While most industry watchers have been looking at Firefox as the most significant pretender to IE's (Internet Explorer's) crown, Opera has been plotting an attack of its own. This browser has been around almost since the birth of the web, but this beta of version 9.0 shows Opera has still got its finger on the pulse.
The main interface is clear and reasonably uncluttered. Support for tabs is better than ever, while pop-up and content blocking is well executed. You can even attach notes to a specific website or ask the program to filter out pictures or remove references to specified topics from the page.

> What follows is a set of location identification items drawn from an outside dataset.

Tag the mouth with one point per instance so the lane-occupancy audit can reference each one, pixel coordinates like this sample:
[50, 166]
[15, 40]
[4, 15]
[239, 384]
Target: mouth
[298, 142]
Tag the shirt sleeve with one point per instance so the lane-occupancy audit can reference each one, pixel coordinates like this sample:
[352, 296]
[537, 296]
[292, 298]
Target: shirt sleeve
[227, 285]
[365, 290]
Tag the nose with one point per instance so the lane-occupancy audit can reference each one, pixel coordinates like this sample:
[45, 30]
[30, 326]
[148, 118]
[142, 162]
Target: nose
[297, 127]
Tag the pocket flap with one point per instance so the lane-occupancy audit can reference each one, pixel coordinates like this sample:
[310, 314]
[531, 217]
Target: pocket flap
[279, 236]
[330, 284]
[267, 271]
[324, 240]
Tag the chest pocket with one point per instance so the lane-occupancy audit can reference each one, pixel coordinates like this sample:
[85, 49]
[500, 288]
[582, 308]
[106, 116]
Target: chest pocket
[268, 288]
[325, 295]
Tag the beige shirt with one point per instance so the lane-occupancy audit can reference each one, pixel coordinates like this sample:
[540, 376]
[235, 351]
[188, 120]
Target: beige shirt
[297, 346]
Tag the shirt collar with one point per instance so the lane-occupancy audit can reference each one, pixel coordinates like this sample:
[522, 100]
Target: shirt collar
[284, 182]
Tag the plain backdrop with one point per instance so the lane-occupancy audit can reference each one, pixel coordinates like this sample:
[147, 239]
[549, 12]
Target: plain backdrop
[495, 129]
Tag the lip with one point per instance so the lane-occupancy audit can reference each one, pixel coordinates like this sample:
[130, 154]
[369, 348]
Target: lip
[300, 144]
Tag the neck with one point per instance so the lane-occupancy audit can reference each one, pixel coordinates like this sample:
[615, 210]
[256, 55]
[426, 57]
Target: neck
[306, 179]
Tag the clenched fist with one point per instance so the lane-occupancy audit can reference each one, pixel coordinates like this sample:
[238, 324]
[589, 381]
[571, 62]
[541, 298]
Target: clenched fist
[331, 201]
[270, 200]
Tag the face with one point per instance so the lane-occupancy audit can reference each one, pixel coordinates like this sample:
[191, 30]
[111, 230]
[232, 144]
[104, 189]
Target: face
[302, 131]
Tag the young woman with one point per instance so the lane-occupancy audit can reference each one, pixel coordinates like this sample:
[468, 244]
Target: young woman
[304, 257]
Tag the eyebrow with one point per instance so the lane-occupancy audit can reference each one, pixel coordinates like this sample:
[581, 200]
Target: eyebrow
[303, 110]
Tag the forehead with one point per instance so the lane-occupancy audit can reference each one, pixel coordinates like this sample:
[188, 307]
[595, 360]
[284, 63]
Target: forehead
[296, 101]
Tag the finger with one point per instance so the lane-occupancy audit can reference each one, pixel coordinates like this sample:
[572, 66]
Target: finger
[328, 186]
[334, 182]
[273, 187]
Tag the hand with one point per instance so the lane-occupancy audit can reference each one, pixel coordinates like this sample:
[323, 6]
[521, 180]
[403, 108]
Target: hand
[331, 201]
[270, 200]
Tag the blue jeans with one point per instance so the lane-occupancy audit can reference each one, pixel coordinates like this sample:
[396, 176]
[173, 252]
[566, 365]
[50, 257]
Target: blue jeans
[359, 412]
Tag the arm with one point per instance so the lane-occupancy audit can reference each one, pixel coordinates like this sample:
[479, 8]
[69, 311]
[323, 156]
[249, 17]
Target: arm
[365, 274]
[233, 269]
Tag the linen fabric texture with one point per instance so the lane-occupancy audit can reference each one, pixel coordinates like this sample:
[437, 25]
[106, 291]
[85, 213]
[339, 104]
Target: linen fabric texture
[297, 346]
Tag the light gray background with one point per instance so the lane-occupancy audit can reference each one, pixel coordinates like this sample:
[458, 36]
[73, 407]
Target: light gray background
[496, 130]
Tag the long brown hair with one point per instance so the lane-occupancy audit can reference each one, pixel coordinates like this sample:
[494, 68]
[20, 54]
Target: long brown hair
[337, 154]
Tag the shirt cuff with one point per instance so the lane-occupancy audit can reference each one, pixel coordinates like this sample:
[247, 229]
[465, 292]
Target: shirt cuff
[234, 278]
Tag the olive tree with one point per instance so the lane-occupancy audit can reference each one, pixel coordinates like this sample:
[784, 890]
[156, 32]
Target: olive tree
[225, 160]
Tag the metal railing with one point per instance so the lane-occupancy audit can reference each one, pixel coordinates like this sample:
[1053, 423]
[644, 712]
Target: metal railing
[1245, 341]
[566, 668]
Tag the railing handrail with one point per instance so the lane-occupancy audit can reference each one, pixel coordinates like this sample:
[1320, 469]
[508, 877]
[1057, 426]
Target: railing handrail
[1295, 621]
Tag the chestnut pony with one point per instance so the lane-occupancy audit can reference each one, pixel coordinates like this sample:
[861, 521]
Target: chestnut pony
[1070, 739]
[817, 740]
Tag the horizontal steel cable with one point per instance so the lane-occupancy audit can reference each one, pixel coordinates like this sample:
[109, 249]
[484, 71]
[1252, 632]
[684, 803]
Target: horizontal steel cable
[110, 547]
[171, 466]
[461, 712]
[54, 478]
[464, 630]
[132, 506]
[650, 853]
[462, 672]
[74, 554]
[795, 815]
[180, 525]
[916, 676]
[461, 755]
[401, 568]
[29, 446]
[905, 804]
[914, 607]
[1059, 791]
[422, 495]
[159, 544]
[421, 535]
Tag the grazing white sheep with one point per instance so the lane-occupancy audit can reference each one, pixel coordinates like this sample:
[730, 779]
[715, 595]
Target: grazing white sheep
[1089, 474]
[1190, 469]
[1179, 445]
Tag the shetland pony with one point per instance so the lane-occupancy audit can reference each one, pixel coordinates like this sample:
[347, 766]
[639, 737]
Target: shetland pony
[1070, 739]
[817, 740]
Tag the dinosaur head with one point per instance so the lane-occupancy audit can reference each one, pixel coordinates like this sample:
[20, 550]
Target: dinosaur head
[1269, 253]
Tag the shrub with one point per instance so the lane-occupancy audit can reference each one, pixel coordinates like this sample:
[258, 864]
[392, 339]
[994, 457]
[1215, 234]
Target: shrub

But Opera is more than a selection of beautifully executed tools.
Perhaps most attractively, Opera has introduced extensive support for BitTorrent, a comparatively recent and (until now) wilfully arcane file-transfer system. Opera's dedicated interface makes it easier to swap music files, movies and the like. Those charged with protecting digital media rights may question whether this is a good thing, but it's guaranteed to make Opera more popular.
Many browsers have latched on to the Google taskbar idea, and Opera boasts a similar feature, automatically rerouting the browser to Google's page and displaying relevant entries in their full-screen glory. Best of all, Opera's version lets you assign your own web page, so if you would prefer to have one-entry access to eBay or Amazon, you can.
It's touches like this that make Opera an intriguing prospect. The browser is to be applauded for its support for 'widgets' – small applets that let you add extra features to your browser – which add flexibility to an already extremely versatile program.